Dalam melaksanakan tugasnya sehari-hari baik sebagai
pengajar (instructional function)
maupun sebagai pendidik (educational
function), ia akan selalu menghadapi problema-problema. Misalnya saja
problema dalam mengajar, secara proses problema tersebut akan selalu muncul
pada tiga periode, yaitu periode sebelum aktivitas mengajar (preinstructional activities), periode
aktivitas mengajar (instructional
activities), dan periode setelah aktivitas mengajar (postinstructional).[17]
Tugas guru bukan saja menyangkut kegiatannya di
dalam kelas atau sekolah, melainkan harus pula melakukan hal-hal atau
melaksanakan seperangkat tingkah laku sehubungan dengan kedudukannya sebagai
guru. Menurut Peters[18]
yang dikutip Akmal Hawi, tugas dan tanggung jawab guru adalah: 1) sebagai
pengajar; 2) sebagai pembimbing; 3) sebagai administrasi kelas.

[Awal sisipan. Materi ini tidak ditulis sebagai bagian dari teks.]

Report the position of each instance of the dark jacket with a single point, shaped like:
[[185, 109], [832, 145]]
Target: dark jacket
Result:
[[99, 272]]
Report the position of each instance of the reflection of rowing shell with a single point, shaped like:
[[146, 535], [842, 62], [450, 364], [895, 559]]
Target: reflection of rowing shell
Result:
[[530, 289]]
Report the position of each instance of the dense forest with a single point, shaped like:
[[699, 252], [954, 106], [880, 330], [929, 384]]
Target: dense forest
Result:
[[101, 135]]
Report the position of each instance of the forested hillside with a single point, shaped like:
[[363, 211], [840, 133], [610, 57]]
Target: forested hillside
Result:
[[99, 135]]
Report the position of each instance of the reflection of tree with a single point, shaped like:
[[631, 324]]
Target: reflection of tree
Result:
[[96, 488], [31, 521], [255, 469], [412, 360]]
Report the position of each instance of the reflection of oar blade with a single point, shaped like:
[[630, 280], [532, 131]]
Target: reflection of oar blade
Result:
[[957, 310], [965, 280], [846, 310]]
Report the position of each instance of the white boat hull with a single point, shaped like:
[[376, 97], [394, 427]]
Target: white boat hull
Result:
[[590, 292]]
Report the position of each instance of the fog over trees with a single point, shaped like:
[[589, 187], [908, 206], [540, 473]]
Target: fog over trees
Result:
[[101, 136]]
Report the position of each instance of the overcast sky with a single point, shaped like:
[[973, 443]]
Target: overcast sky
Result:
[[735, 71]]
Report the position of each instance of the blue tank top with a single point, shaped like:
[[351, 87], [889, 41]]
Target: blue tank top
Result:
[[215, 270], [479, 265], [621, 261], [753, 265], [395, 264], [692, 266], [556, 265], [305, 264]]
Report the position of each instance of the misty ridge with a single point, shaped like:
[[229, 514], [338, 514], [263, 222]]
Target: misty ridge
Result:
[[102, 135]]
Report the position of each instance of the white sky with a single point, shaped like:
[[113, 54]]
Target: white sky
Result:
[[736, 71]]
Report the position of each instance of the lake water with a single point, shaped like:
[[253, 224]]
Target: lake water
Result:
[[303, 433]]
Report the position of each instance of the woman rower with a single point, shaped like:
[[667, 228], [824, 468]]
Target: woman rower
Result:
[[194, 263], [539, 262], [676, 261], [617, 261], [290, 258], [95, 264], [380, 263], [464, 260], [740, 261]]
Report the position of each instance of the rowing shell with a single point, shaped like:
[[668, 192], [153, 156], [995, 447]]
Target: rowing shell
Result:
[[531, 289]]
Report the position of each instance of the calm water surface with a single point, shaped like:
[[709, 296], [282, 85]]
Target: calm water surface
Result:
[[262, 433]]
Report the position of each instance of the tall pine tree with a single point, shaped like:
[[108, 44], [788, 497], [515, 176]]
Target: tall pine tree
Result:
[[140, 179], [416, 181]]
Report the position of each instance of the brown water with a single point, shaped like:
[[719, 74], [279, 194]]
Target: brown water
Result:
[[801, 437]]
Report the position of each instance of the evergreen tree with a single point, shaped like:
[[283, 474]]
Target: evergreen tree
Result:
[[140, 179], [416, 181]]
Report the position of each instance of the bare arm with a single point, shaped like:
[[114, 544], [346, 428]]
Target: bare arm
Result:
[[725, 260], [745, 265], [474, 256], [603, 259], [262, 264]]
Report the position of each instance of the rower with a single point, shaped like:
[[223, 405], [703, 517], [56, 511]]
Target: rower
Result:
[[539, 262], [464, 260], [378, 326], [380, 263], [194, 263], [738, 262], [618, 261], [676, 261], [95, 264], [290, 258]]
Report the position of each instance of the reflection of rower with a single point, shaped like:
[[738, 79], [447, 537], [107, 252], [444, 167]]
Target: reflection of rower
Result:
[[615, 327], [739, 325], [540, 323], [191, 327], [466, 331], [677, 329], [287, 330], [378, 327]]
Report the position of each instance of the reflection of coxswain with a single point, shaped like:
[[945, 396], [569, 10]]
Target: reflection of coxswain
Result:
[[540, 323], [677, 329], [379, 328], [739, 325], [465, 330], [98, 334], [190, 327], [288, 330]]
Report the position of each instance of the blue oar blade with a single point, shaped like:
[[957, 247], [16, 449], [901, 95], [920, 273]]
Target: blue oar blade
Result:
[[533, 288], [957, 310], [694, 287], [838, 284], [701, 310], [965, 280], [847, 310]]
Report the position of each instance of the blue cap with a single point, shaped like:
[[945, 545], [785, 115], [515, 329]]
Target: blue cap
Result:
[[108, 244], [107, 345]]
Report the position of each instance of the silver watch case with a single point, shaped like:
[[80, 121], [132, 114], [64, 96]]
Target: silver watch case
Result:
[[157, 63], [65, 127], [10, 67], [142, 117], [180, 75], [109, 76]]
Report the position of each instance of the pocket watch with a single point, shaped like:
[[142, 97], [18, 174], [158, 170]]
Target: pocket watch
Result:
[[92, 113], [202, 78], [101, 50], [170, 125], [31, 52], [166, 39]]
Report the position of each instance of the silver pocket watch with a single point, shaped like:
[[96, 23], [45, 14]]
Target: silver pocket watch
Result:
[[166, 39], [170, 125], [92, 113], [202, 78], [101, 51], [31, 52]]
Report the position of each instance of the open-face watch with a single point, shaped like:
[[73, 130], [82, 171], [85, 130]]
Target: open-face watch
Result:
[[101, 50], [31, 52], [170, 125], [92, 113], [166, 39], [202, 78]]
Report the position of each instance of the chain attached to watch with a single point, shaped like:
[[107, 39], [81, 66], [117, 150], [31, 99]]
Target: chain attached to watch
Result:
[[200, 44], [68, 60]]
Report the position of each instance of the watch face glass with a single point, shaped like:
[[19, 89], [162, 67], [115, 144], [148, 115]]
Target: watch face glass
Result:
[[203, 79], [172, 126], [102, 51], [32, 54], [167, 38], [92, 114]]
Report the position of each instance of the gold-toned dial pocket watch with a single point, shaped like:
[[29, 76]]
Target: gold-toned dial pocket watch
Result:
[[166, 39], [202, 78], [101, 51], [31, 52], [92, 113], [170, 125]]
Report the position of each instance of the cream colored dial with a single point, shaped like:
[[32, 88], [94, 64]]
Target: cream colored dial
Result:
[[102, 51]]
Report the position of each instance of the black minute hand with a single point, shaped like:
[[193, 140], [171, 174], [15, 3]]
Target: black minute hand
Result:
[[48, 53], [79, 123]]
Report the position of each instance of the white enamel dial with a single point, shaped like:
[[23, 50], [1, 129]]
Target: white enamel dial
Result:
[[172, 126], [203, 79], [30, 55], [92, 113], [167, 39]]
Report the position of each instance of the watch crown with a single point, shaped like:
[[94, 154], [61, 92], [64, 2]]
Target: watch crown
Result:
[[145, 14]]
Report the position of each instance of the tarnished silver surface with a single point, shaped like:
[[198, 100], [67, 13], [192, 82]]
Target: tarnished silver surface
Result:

Sedangkan menurut Armstrong, tugas dan tanggung
jawab guru ada 5, yaitu: 1) tanggung jawab pengajaran; 2) tanggung jawab
memberikan bimbingan; 3) tanggung jawab mengembangkan kurikulum; 4) tanggung
jawab mengembangkan profesi; 5) tanggung jawab dalam membina hubungan dengan
masyarakat.
Sedangkan menurut Moh. Uzer Isman, guru memiliki
banyak tugas baik yang terikat oleh dinas (bentuk pengabdian). Ada 3 jenis
tugas guru, yaitu:
1. Tugas
dalam bidang profesi meliputi mendidik, mengajar dan melatih.
2. Tugas
guru dalam bidang kemanusiaan, guru harus dapat menjadikan dirinya sebagai
orang tua kedua.
3. Tugas
guru dalam bidang kemasyarakatan, dimana guru berkewajiban mendidik dan
mengajar masyarakat untuk menjadi warga Negara Indonesia yang bermoral
Pancasila serta menceradaskan bangsa Indonesia.
Sedangkan menurut Piet.
A . Sahertian dkk, tugas guru dapat dibedakan menjadi 3, yaitu:
1. Tugas
professional
Tugas
professional menjadikan guru memiliki peranan profesi. Diantara yang termasuk
peranan professional adalah: a) gruu menguasai pengetahuan; b) guru menguasai
psikologi anak; c) guru sebagai penanggungjawab disiplin anak, penilai dan
konselor terhadap kegiatan siswa; d) guru sebagai penghubung sekolah dengan masyarakat.
2. Tugas
Personal
Tugas guru
sebagai pemberi contoh dan mampu menampakkan sosok seorang guru yang baik yang
memiliki konsep dan pribadi yang baik.
3. Tugas
sosial
Seorang guru
harus punya komitmen terhadap masyarakat dalam peranannya sebagai agen pembaharuan.
Tugas
dan peran guru tidaklah terbatas di dalam masyarakat, bahkan pada hakikatnya
tugas guru merupakan komponen strategis yang memiliki peran yang penting dalam
menentukan gerak maju kehidupan bangsa. Keberadaan guru merupakan faktor yang
penting dalam suatu bangsa yang tidak mungkin digantikan oleh yang lain.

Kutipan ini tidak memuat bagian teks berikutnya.